The largest difference in market reactions for the good news and bad news firms occurs around the fifth day after the announcement. The 5 day cumulative abnormal return mean for the good news firms is 1.4%, but for bad news firms the mean return is approximately -4%. %.  The minimums and maximums average returns of the good news and bad news firms are -26% (minimum) and 35% (maximum) and -37% (minimum) and 13% (maximum), respectively. The standard deviations of each group are approximately 11%. The test statistics for the difference in means are close to 2.6 regardless of whether equal or unequal variances are assumed. Regressions of the 5 day cumulative abnormal returns on the percentage change in seasonal earnings yield an R-squared of 2%, a slope estimate of 0.023, and a test statistic of approximately 2.4.The results are robust to exclusion of the intercept, albeit with a diminished slope estimate of 0.02. The results are also quantitatively similar clustering standard errors at the firm level but not to estimating the model with seasonal earnings differences in levels. Overall, these results are similar to what was observed for both the 20 day cumulative return window and the 20 day cumulative abnormal return window.

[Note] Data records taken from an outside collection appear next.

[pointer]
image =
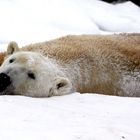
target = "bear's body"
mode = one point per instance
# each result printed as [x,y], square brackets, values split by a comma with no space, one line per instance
[86,64]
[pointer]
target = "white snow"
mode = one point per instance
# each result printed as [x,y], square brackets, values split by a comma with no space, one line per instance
[29,21]
[71,117]
[76,116]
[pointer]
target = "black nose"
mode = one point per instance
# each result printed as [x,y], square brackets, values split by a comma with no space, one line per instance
[5,81]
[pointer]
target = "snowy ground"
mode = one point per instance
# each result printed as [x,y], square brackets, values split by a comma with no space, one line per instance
[76,116]
[70,117]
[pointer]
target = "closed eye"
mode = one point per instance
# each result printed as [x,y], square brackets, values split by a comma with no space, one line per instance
[31,75]
[12,60]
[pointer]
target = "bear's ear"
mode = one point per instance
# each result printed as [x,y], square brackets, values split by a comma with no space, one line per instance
[12,48]
[62,86]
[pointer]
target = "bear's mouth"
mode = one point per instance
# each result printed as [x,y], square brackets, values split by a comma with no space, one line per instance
[8,91]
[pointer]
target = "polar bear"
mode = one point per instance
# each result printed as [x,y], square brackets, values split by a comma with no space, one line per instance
[83,63]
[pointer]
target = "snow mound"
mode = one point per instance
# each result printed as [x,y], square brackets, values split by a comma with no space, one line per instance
[71,117]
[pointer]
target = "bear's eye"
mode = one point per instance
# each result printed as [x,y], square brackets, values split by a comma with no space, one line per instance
[11,60]
[31,75]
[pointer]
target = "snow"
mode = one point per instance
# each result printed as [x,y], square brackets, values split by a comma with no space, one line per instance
[75,116]
[29,21]
[71,117]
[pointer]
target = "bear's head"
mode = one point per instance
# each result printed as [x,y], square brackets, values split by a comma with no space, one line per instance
[31,74]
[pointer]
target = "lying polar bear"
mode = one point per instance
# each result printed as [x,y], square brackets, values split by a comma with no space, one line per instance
[87,63]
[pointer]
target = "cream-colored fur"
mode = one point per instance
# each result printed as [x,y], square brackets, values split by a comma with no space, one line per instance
[88,63]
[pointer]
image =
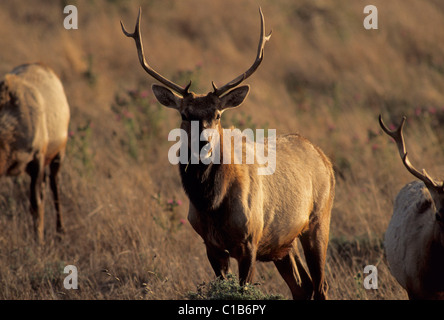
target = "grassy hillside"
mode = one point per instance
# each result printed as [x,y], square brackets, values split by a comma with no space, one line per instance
[323,75]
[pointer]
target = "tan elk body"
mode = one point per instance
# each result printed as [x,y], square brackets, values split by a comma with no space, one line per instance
[247,216]
[414,239]
[34,117]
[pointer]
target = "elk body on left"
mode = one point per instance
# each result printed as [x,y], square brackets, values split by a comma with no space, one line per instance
[34,118]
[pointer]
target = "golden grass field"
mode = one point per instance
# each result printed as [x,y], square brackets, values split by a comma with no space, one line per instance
[324,76]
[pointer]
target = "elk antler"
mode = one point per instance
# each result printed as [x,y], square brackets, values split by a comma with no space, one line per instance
[260,55]
[399,139]
[138,39]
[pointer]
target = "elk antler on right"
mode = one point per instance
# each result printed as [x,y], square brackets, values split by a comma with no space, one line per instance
[260,55]
[399,139]
[138,39]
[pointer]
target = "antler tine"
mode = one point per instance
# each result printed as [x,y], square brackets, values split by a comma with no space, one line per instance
[136,35]
[396,135]
[399,139]
[260,55]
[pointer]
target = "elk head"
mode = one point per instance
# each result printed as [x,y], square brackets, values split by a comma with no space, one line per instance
[435,187]
[204,109]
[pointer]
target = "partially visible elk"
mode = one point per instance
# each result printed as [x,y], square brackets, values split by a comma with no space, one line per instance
[414,240]
[247,216]
[34,117]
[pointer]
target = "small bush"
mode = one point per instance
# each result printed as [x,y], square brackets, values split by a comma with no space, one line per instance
[229,289]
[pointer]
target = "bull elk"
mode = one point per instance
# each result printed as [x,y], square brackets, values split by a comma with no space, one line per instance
[34,117]
[243,215]
[414,240]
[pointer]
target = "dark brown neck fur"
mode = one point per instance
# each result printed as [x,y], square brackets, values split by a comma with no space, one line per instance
[207,185]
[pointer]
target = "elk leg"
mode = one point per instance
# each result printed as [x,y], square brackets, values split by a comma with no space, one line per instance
[293,272]
[247,265]
[54,168]
[220,262]
[315,243]
[36,170]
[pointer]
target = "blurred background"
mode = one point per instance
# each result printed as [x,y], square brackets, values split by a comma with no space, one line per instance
[324,76]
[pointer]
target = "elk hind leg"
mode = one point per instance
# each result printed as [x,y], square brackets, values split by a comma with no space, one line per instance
[54,168]
[37,173]
[314,243]
[293,272]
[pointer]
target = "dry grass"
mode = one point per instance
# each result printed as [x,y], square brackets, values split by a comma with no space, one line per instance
[324,76]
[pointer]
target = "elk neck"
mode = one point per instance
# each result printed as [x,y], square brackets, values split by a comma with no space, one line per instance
[207,184]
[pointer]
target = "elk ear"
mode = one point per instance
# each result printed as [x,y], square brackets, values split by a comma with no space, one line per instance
[234,97]
[166,97]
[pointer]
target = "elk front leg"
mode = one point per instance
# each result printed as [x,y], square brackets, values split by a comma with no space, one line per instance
[220,261]
[247,264]
[36,171]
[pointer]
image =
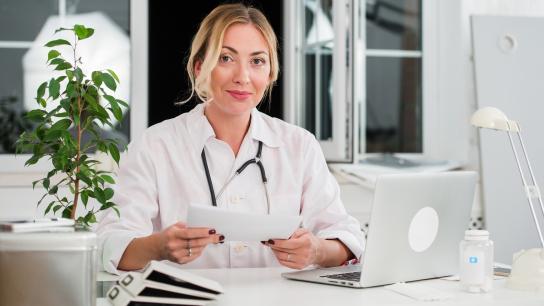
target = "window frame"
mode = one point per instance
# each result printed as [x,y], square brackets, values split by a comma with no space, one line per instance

To summarize, the average returns of the good news and bad news firms are in the expected direction with good news firms experiencing a positive market reaction and bad news firms eliciting a negative market reaction. However, the variances in the groups are rather large. Good news firms have negative market reactions and bad news firms have positive market reactions and neither of these “unexpected” reactions are particularly rare. This is illustrated by the scatter plots of returns and the percentage change of seasonal earnings per share and, no surprise after seeing the scatter plots, the miniscule R-squared’s from the regression models.